Blue State, In More Ways Than One

Living in a blue state is mostly a good thing, but not when it comes to being able to buy wine. Connecticut, you see, is still saddled with what is known as blue laws, religious-based restrictions on fun and commerce on Sundays. These archaic laws leave many locals frustrated as hell and others scratching their heads.

It's a wonder that these laws have survived this long. Since Massachusetts loosened up its Sunday liquor sales restrictions, Connecticut is pretty much isolated in this respect in the Northeast. Connecticut wine stores near the state's borders have got to be losing out. But it's the wine and liquor store owners who are the big obstacle to change. Turns out lots of mom and pop stores like having their Sundays off, and they like the fact that the state provides a level playing field -- because everyone has to close for the day.

The state legislature was considering a small step toward "normalcy" with a proposal that would have allowed wine and liquor stores to open on Sundays for the holidays -- Christmas Eve and New Year's Eve fall on a Sunday this year. But even this gentle relaxing of current restrictions proved too bold, as the bill failed to get out of the Assembly's General Law Committee this past week.

Having once worked in a wine store, I have a lot of sympathy for the owners of small stores. They fear that having to open on Sundays means they will face additional costs without additional revenue because sales likely would not increase -- the same amount of sales would be spread across seven days instead of six. However, even if this is true, Connecticut retailers and legislators are trying to hold back the tide. Like it or not, retailing has changed in the past 20 to 30 years -- consumers expect to be able to shop through the weekends.

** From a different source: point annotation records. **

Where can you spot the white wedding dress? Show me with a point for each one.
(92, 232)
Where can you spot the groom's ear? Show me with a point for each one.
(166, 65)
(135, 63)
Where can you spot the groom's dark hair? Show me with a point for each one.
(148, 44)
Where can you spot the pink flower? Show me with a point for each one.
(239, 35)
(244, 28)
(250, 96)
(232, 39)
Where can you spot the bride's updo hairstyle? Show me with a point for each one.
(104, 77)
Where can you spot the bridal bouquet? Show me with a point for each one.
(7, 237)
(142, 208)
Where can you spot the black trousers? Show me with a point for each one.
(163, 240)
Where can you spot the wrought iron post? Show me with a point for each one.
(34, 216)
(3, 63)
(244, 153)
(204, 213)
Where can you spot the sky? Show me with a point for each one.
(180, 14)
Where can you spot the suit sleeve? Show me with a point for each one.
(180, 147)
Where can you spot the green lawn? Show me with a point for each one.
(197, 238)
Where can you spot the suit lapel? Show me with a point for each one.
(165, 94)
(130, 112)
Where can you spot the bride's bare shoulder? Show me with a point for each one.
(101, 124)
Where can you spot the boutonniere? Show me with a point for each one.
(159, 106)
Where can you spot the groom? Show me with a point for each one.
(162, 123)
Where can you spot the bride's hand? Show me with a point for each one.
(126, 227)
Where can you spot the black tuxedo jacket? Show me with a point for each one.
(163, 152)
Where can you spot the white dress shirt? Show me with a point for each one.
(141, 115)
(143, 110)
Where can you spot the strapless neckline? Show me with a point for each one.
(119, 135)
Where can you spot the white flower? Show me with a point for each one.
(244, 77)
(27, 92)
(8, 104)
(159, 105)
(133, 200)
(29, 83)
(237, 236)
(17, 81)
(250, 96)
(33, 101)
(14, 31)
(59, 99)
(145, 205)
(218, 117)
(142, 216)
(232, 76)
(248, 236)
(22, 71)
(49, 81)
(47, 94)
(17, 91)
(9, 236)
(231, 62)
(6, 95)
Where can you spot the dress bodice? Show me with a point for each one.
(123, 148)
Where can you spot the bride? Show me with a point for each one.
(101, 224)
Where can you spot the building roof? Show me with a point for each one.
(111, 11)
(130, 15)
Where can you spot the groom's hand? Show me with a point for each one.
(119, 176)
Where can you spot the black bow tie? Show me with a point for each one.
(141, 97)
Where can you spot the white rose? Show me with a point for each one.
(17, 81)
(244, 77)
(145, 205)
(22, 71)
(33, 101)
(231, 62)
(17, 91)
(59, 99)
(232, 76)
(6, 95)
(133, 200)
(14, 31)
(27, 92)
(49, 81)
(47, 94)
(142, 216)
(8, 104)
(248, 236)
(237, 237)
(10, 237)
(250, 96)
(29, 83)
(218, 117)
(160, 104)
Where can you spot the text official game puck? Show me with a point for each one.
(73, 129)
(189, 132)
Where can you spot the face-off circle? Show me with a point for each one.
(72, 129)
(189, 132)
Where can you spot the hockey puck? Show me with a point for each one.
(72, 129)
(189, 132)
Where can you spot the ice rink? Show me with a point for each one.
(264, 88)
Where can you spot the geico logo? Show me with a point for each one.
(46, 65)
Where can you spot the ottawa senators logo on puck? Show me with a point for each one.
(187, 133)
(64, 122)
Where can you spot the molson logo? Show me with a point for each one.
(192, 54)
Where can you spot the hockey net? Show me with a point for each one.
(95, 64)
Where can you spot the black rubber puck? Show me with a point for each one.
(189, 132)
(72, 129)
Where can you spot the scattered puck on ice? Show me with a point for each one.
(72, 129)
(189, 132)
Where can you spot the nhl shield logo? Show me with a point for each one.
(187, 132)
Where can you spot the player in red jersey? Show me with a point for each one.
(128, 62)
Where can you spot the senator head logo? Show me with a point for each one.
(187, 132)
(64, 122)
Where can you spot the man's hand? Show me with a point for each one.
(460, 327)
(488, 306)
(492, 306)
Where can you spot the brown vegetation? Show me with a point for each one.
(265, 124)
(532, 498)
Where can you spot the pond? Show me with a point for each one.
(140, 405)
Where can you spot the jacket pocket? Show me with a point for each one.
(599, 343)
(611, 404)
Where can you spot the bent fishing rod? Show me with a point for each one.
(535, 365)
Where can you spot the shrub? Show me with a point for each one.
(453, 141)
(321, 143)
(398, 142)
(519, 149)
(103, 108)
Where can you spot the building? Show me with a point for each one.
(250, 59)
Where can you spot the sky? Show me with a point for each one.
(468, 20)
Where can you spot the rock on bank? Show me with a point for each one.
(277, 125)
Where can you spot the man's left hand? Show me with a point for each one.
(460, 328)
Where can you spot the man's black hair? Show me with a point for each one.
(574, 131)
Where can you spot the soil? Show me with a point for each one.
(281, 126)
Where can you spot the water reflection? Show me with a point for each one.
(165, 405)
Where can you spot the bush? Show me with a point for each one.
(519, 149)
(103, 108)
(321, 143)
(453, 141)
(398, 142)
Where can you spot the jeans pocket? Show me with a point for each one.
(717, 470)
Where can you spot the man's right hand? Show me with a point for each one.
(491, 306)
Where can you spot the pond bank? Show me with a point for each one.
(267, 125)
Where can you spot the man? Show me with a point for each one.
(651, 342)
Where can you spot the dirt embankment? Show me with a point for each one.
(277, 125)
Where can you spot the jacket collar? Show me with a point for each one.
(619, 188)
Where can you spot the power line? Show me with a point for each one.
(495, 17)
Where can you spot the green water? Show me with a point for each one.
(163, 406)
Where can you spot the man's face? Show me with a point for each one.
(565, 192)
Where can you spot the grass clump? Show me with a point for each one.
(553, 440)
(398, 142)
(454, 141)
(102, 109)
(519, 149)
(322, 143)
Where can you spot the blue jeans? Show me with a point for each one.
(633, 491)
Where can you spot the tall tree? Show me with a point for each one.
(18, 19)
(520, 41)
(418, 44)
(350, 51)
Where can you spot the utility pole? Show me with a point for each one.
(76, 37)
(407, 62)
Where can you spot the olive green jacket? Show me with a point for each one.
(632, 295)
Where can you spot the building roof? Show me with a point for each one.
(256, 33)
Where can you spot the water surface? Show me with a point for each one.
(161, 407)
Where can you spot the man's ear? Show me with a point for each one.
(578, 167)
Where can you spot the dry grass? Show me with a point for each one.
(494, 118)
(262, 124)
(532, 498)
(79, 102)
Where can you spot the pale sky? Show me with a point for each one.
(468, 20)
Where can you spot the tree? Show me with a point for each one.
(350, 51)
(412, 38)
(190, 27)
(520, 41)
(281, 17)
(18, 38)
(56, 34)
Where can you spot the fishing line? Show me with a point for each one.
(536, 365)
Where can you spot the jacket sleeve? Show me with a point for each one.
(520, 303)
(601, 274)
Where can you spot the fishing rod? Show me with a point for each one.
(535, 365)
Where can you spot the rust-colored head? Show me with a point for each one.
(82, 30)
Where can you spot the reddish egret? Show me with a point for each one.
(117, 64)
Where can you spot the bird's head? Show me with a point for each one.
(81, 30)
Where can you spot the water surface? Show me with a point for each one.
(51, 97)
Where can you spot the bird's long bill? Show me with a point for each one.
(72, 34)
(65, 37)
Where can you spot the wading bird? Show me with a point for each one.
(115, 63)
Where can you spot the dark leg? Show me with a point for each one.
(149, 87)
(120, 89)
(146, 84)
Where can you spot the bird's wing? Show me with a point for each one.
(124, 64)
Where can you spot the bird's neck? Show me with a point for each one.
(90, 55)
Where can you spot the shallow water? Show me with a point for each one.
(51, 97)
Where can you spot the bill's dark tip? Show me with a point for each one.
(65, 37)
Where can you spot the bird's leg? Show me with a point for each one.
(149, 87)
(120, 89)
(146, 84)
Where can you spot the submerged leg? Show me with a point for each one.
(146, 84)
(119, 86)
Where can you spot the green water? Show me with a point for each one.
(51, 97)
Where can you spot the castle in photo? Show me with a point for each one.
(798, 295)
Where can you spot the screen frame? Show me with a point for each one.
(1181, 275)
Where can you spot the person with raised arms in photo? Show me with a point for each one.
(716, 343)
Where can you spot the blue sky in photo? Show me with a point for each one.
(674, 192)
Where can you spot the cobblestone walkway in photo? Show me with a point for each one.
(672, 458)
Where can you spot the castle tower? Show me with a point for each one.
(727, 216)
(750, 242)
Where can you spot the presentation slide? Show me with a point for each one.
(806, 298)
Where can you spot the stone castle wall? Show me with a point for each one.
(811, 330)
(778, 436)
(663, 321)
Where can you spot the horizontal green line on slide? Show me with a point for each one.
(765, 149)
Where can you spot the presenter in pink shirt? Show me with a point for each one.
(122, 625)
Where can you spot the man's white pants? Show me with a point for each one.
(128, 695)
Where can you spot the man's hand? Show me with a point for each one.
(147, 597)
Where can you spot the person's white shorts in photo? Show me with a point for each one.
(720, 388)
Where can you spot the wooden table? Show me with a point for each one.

Connecticut's remaining blue laws are archaically routed in a religious tradition that is at odds with today's consumer preferences. Blue laws are, in a word, anti-consumer. Right now, the legislature seems pretty focused on its retailing constituents. But today's busy professionals require the entire weekend to get their errands and shopping done, and, of course, to walk the wine. Legislators can't ignore them forever.